When setting edge_dir='in', it is fine.
To Reproduce
import dgl
import numpy as np
import scipy as sp
import pdb
src = [0, 1, 2, 3, 4, 5]
dst = [4, 2, 1, 1, 5, 3]
etype_id = [2, 3, 1, 0, 1, 1]
n_nodes = 6
train_nid = [1, 2, 3]
coo = sp.sparse.coo_matrix((np.ones(len(src)), (src, dst)), shape=[
n_nodes, n_nodes])
g = dgl.from_scipy(coo)
nei_sample = dgl.dataloading.MultiLayerNeighborSampler(
[5, 5, 5], edge_dir='out')
dataloader = dgl.dataloading.DataLoader(
g, train_nid, nei_sample,
batch_size=2, shuffle=True, drop_last=False, num_workers=4)
loader_iter = iter(dataloader)
current = next(loader_iter)
Expected behavior
How to fix the issue when the edge_dir='out' is needed.
Environment
- DGL Version (0.9.0):
- Backend Library & Version (PyTorch 1.12.1):
- OS (, Linux):
- How you installed DGL (pip):
- Python version:3.9
- CUDA/cuDNN version (10.2):
- GPU models and configuration (Tesla V100-PCIE-16GB):
It seems to be a bug of sampling. to_block here https://github.com/dmlc/dgl/blob/d41d07d0f6cbed17993644b58057e280a9e8f011/python/dgl/dataloading/neighbor_sampler.py#L115 wrongly uses seed_nodes as destination nodes when the edge_dir is 'out'. @BarclayII for awareness.
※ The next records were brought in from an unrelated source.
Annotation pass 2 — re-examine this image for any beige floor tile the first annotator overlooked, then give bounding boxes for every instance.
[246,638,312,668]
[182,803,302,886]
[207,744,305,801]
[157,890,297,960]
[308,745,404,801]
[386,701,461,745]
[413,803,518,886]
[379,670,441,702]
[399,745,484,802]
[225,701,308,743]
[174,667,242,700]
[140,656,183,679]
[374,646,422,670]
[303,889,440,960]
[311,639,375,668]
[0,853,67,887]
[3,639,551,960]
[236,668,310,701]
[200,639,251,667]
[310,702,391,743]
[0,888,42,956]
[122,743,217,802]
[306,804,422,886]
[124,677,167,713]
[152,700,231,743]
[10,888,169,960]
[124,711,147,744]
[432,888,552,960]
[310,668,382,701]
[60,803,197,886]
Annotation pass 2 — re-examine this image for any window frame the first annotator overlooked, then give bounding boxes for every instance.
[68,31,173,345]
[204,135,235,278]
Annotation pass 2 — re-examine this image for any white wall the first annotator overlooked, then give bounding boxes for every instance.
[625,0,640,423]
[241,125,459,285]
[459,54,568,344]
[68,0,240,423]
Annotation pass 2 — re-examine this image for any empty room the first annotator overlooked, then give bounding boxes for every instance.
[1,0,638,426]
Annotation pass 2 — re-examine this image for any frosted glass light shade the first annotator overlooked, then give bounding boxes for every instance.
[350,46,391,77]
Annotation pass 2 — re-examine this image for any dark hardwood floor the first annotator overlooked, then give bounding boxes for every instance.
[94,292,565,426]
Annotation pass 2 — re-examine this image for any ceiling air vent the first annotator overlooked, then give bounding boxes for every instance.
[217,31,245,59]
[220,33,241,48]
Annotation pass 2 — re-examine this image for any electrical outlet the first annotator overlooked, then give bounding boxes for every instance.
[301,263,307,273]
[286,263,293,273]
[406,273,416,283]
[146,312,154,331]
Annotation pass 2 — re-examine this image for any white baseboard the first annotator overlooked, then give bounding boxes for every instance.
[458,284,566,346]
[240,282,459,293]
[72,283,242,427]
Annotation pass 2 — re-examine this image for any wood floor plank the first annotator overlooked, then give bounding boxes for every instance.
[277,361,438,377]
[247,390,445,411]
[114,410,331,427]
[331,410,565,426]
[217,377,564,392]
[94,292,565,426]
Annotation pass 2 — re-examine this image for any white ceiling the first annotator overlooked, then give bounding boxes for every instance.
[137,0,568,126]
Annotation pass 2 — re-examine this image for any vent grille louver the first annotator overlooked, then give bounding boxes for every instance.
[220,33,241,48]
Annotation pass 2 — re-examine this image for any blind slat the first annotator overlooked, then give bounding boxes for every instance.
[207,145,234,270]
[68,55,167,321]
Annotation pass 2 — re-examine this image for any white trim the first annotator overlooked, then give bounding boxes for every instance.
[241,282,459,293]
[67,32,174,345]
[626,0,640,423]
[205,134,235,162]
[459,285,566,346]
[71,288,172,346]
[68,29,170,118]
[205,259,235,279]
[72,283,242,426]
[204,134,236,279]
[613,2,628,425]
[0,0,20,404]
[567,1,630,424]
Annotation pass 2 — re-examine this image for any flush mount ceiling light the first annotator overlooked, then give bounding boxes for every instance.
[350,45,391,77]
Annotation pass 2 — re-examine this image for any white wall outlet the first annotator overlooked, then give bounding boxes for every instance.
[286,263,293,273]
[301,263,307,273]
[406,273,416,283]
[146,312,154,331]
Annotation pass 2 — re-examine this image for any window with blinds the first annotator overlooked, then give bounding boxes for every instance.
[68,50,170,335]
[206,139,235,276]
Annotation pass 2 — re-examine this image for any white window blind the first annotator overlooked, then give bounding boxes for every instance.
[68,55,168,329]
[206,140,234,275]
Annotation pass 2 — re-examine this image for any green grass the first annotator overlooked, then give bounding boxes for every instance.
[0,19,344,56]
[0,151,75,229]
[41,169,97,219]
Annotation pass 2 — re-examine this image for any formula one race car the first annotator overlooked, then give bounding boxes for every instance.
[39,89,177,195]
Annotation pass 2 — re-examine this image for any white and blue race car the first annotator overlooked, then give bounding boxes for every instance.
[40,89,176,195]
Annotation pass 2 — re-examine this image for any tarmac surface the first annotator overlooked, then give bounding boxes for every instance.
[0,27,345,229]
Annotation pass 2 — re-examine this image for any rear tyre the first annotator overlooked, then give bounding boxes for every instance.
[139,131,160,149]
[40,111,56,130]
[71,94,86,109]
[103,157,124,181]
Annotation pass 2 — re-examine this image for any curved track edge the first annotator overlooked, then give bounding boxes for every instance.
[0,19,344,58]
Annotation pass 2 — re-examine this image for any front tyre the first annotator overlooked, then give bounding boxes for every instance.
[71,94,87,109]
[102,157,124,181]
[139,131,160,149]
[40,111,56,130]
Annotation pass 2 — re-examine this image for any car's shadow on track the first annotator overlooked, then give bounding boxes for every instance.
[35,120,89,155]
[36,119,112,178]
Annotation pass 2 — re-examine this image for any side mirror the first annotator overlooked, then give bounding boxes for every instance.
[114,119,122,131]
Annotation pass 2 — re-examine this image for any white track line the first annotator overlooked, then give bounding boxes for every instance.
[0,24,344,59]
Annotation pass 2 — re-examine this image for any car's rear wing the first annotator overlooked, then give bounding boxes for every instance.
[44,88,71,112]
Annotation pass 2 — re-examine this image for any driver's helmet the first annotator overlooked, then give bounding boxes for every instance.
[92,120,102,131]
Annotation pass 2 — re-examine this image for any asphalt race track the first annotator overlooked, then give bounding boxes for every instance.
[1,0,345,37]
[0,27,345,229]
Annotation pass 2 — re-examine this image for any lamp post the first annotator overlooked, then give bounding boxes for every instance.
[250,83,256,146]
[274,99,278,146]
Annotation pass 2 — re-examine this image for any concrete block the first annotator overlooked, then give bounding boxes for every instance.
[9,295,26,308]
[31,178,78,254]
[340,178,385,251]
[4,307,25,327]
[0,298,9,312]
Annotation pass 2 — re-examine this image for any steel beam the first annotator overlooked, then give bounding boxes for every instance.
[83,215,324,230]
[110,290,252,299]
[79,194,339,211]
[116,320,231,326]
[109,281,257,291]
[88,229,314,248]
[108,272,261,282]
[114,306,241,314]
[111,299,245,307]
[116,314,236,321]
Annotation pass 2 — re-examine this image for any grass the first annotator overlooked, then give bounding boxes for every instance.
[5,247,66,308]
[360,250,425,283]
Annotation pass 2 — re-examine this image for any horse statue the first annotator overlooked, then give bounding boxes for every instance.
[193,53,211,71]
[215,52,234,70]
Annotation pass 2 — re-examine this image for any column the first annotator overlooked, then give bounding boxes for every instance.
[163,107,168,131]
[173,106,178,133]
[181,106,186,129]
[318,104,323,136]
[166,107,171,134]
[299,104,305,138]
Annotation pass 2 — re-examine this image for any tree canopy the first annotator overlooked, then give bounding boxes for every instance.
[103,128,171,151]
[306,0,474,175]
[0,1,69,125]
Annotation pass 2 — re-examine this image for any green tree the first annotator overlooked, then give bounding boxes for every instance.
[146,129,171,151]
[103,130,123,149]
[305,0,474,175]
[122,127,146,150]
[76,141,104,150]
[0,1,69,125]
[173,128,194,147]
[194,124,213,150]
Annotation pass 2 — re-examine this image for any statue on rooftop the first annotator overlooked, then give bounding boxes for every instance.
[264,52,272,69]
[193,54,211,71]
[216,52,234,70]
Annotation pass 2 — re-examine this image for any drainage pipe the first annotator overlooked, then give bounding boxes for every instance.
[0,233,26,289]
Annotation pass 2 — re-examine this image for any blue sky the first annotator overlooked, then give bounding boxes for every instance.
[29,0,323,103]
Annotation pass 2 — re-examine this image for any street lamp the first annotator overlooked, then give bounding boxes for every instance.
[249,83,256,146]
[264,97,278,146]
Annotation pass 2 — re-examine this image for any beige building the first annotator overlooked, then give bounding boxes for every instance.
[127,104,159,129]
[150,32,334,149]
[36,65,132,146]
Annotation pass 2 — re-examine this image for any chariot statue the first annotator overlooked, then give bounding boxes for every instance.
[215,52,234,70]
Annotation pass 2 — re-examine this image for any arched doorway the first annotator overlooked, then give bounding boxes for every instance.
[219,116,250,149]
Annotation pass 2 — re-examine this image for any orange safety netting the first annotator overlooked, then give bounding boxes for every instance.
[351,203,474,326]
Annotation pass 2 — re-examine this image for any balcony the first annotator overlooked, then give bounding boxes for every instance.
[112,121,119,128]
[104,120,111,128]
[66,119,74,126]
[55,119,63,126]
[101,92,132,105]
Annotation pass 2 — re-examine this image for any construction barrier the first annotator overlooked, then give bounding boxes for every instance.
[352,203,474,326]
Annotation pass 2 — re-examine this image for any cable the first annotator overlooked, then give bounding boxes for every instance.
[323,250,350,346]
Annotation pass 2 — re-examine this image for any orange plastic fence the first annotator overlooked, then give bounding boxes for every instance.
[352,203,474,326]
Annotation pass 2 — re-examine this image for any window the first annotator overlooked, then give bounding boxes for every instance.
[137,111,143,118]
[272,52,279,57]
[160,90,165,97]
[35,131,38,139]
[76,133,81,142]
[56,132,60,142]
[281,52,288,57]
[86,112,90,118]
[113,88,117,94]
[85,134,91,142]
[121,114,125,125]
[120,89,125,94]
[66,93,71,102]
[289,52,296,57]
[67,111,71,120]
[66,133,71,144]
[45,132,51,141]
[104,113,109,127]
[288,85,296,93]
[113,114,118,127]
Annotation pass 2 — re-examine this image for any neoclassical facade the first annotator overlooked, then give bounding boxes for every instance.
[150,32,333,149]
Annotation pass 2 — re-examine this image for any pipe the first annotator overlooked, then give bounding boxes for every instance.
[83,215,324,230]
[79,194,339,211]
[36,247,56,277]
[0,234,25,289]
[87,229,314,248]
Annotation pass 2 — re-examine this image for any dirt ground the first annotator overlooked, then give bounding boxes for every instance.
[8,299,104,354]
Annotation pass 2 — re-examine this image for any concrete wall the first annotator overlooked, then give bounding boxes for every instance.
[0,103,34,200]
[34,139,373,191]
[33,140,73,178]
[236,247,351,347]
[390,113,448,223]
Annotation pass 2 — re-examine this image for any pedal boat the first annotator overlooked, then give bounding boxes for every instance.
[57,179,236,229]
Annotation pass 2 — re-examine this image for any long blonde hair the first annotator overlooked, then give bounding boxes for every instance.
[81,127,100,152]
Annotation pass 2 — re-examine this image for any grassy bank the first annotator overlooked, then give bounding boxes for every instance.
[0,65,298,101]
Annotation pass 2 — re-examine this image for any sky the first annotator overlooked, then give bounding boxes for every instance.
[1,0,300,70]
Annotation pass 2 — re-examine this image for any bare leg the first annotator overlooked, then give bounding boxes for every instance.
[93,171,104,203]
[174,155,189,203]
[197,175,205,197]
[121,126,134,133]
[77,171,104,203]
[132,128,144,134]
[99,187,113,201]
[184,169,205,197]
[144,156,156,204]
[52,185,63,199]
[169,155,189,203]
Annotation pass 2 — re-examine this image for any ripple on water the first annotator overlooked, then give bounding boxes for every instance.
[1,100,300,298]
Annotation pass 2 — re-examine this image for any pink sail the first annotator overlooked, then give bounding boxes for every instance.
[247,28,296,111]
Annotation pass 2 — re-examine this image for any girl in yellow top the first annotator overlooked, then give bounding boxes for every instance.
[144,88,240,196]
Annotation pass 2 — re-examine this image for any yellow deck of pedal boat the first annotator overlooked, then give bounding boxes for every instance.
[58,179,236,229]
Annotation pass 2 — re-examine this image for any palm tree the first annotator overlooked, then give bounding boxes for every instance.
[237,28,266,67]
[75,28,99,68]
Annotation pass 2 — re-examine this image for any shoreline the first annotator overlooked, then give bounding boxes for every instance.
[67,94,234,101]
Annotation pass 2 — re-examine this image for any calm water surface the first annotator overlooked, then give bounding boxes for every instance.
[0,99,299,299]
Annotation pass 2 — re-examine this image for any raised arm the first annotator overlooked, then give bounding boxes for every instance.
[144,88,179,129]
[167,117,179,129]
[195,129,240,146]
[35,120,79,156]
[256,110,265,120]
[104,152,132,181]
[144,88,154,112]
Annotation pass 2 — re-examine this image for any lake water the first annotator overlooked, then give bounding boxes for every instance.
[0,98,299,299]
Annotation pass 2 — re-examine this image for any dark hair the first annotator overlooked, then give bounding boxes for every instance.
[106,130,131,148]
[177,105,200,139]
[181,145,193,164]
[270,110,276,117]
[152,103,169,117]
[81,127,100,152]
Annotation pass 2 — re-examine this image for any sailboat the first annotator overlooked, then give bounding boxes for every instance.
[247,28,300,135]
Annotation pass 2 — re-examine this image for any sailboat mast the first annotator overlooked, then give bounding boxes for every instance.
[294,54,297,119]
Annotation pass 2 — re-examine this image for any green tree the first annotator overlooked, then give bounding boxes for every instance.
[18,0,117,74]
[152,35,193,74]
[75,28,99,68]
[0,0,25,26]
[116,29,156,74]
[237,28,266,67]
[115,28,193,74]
Hi, @aries-M. We'd like to know the scenario where you use the sampler with 'out' direction. Will the message passing follow the same direction? It would be helpful if some references can be provided. We will re-evaluate whether to keep this option.
Hi @rudongyu. Thanks for your reply. I am trying to sample nodes on a directed graph (where nodes are documents, links are the references between documents). The message passing follows the same direction.
Hi @aries-M. I think in your case, using dgl.reverse to convert the edges to reversed ones will be a better choice.
In our future plan, we will deprecate this option of edge_dir='out' for sampling.